"Si j'existe, c'est d'être fan' "?

"Ouii, tu saiiss, moi je suis trop fannn de..."

Les chroniques et les songes
4 min ⋅ 11/05/2025

Je souhaitais m’interroger aujourd’hui sur un lieu commun de notre bonne vieille société malade. C’est effectivement assez répandu aujourd’hui, dans les conversations établies, de s’appesantir sur notre immense désir de rencontrer un artiste, un politicien ou je ne sais quel organe représentatif de ce que l’on adore. Dans les clichés et les vidéos qui dévorent l’attention de ceux qui paient une place de concert pour laisser parler la force d’un écran leur retrancrire ce qu’ils pourraient voir de leurs propres yeux, on voit bien hurler des « OUIIIII !!! », des petites culottes qui s’extraient de la foule pour finir sur scène, ou moins licencieux, des bouquets de roses tomber aux pieds des artistes. A tels concerts d’Indochine auxquels je me fus rendu, je rencontrai d’autres aficionados qui, de la simple croix du groupe reproduite à des tatouages, exhibaient fièrement – comme j’ai pu le faire d’ailleurs dans les errances de la plus juvénile innocence – leur passion pour le groupe. Ailleurs, ceux qui me connaissent le plus me voient comme un passionné, un divagueur ou un divagué, qui chante les textes littéraires comme un prédicateur s’illustrerait à l’église, et pas uniquement le dimanche. A la télévision, il plaisait aux fourmis journaleuses de coller dans leurs papiers animés la biographie de tel sosie d’un Johnny Hallyday ou d’un Claude François, où l’on voyait sa femme et sa progéniture souffrir ouvertement du fanatisme de la personne.

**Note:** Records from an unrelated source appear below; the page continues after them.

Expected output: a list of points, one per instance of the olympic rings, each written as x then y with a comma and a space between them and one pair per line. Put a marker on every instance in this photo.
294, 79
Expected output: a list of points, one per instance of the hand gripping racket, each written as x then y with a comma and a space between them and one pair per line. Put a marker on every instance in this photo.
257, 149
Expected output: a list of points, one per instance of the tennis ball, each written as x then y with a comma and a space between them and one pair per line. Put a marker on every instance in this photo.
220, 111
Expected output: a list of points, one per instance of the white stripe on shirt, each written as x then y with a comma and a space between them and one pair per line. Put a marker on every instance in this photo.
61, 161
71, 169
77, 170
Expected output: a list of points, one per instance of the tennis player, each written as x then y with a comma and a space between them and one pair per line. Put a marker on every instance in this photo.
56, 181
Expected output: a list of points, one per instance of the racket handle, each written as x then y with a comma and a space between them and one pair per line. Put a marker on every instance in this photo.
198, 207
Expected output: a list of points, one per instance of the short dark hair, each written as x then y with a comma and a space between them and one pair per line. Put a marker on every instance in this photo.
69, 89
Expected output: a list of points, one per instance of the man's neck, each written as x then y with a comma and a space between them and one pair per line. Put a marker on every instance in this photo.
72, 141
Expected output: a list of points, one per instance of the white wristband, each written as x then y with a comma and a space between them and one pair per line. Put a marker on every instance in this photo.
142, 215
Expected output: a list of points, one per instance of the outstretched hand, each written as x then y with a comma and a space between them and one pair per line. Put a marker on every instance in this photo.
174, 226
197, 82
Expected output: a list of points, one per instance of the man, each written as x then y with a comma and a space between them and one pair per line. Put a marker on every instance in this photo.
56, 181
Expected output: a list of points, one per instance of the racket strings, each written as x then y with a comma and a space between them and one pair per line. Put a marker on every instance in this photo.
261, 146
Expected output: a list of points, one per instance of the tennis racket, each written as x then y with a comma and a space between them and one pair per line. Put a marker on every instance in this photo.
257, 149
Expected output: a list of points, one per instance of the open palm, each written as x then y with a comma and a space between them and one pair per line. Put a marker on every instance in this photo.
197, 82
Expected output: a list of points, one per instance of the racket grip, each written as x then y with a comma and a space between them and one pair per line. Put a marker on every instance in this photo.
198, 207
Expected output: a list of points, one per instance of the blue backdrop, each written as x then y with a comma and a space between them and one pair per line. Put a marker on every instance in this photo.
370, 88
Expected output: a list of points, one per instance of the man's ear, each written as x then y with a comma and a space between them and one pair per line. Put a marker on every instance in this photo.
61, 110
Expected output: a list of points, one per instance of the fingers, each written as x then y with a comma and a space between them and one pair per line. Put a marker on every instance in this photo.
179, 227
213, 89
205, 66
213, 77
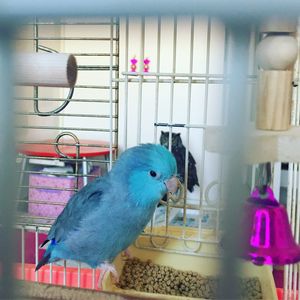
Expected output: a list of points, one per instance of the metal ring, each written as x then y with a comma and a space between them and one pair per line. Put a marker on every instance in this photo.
75, 139
66, 102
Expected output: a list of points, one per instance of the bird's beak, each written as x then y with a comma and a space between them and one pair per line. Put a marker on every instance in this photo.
172, 184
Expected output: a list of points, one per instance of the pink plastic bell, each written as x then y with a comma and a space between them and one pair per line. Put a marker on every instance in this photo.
268, 234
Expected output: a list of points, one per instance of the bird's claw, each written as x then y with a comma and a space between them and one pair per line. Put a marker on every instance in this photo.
126, 254
107, 267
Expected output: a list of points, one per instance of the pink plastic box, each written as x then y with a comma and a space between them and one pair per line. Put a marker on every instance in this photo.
54, 200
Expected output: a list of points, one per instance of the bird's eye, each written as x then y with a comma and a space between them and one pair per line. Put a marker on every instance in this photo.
153, 173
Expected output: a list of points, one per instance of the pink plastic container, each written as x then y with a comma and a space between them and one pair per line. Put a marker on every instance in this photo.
54, 200
86, 275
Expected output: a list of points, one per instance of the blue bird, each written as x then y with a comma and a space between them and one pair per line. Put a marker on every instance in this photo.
107, 215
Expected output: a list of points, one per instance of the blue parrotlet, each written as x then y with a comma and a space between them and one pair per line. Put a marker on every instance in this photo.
107, 215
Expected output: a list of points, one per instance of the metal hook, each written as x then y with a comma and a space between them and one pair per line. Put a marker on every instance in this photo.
66, 102
75, 139
264, 177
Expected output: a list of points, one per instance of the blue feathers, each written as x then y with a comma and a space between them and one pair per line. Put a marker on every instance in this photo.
108, 214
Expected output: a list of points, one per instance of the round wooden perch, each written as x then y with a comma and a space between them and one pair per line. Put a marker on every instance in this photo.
46, 69
274, 100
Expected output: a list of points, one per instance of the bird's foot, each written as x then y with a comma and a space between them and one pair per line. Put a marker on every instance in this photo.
126, 254
107, 267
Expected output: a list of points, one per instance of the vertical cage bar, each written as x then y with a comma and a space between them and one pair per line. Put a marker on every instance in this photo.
229, 287
173, 81
188, 117
207, 66
140, 92
65, 273
51, 273
7, 161
79, 274
36, 274
23, 252
158, 49
125, 110
111, 92
93, 278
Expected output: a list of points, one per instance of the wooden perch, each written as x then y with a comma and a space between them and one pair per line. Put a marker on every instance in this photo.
46, 69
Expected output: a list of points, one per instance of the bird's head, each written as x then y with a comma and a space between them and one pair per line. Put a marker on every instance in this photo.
150, 171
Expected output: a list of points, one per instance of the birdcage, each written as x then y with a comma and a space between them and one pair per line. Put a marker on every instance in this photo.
143, 79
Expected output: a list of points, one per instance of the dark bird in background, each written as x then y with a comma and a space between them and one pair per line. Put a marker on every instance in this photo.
178, 150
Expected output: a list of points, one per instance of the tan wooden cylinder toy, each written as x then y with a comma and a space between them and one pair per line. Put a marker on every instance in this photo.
46, 69
276, 54
274, 100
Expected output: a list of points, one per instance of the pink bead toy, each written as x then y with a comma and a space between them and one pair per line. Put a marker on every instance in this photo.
133, 64
146, 65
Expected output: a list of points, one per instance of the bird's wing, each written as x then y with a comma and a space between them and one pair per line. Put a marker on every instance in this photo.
79, 206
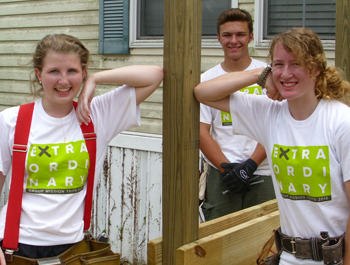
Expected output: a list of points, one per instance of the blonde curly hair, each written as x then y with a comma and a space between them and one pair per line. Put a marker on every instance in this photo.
308, 51
58, 43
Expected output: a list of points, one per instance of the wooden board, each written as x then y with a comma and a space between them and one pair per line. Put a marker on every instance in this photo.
154, 248
239, 245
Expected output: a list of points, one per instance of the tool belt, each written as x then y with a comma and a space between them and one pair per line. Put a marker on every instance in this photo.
87, 251
328, 249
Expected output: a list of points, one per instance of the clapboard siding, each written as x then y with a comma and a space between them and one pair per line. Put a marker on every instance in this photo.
82, 32
50, 20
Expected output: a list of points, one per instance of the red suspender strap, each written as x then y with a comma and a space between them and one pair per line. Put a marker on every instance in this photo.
14, 205
90, 139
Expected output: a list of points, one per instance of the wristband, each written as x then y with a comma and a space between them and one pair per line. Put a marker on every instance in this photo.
262, 77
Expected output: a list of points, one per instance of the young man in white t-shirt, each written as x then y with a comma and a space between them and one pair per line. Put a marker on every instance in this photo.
240, 154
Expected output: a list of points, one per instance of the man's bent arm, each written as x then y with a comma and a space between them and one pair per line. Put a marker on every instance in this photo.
259, 154
210, 147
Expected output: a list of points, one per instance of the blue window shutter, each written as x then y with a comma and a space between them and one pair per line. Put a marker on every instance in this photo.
114, 27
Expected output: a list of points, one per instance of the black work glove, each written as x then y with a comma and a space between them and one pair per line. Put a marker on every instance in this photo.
237, 176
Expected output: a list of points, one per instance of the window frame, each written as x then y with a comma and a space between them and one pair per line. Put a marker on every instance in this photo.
260, 25
159, 43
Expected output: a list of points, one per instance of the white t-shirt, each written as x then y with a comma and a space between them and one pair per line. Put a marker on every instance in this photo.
55, 187
236, 148
309, 161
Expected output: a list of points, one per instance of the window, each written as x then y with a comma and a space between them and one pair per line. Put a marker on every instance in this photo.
151, 17
146, 30
113, 27
140, 24
276, 16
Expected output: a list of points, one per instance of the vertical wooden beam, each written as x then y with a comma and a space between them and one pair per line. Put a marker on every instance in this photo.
342, 37
182, 59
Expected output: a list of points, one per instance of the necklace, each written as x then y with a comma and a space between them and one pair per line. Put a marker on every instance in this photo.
64, 133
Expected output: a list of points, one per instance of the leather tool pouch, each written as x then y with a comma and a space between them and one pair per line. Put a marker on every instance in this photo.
275, 258
87, 251
333, 251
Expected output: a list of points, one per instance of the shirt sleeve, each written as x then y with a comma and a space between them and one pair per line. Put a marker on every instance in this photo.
115, 111
342, 148
205, 114
8, 120
249, 111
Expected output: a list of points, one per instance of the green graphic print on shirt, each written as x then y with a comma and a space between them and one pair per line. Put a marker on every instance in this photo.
57, 168
302, 173
226, 118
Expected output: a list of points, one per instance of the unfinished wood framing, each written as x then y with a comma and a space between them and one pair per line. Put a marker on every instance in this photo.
263, 218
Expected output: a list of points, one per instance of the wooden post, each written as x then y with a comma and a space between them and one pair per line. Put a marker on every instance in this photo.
342, 37
182, 60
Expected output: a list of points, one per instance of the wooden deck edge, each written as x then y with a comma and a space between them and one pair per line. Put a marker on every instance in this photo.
243, 244
154, 247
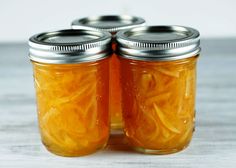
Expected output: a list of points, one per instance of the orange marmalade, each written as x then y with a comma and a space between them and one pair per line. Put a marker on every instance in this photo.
71, 81
158, 79
112, 24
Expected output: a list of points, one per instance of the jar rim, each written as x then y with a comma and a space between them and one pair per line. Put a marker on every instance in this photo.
158, 43
69, 46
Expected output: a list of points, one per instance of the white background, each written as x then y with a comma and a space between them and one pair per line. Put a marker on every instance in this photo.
19, 19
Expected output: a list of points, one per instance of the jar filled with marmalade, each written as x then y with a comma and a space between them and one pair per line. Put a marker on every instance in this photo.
158, 76
112, 24
71, 76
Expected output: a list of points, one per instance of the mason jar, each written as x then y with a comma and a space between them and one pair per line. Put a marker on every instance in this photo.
112, 24
158, 78
71, 76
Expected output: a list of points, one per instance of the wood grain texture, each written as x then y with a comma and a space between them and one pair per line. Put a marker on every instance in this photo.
213, 144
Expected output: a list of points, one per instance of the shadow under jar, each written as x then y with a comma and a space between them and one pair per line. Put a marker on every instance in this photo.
71, 75
112, 24
158, 76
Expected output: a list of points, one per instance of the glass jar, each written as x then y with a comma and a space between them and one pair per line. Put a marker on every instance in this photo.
112, 24
158, 76
71, 76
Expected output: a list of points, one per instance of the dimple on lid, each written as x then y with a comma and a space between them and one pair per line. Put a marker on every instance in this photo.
110, 23
69, 46
158, 43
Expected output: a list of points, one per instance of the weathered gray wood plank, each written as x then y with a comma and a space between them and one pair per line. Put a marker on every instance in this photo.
213, 145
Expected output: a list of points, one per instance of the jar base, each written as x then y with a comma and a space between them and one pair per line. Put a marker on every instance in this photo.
75, 154
159, 151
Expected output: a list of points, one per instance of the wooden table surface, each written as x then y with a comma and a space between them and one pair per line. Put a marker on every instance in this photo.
213, 144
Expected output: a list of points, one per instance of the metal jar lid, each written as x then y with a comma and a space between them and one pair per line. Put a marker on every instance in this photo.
161, 43
110, 23
69, 46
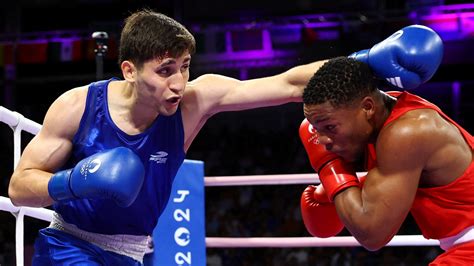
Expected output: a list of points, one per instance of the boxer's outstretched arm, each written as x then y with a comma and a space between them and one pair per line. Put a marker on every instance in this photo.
47, 151
211, 94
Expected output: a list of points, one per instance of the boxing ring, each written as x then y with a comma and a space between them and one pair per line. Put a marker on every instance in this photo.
19, 123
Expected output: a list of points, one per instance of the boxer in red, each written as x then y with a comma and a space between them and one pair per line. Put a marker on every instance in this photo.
418, 160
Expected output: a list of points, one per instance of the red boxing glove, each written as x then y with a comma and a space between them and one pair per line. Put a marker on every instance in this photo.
319, 214
334, 174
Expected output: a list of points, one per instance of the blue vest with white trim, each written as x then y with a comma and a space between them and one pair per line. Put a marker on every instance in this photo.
160, 147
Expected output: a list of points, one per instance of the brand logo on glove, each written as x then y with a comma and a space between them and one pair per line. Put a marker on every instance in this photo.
314, 135
395, 81
95, 165
159, 157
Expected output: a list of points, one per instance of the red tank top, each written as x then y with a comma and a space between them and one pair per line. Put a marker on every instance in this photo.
439, 211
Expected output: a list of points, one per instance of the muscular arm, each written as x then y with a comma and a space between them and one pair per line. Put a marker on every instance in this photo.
375, 213
47, 151
211, 94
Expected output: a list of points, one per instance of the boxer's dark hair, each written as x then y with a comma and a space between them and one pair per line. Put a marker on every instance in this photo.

Effectivement, il est de bon ton aujourd’hui de s’avouer fan d’untel artiste, d’untel chanteur, d’untel groupe. Moi le premier, par abus de langage, ai tendance à m’avouer fan de piraterie. Seulement, on oublie un peu par amnésie complaisante, que fan est une syllabe du mot fanatique, que le Trésor de la Langue Française définit comme suit : d’abord, un sens religieux : « Comportement, état d'esprit de celui qui se croit inspiré par la Divinité. ». Ensuite, un sens plus commun, qui nous concerne davantage : « Comportement, état d'esprit d'une personne ou d'un groupe de personnes qui manifestent pour une doctrine ou pour une cause un attachement passionné et un zèle outré conduisant à l'intolérance et souvent à la violence. » (Ahhh, reparaissent déjà subrepticement à vos esprits certains drapeaux de supporters de foot incarnés et de hooligans investis, leurs hennissements intelligibles, leurs cris patriotiques, à la limite de l’outrancier, leurs bêlements insupportables, leurs gémissements agréables qui rappellent aux moins éveillés le doux temps où l’on marchait à quatre pattes, et parfois même leur vile violence…). Et enfin, « Intérêt, goût passionné et parfois excessif pour quelque chose ou quelqu'un. ». Le fanatisme s’épanouit, il faut le dire, dans l’outrance. Et s’il convient, dans une société empanachée par une folle émotion déraisonnée, de s’avouer « fan de», comme une particule nobiliaire, Charles Maurice de Talleyrand-Périgord nous aurait rappelé que « la partie tête vaut mieux que la particule ».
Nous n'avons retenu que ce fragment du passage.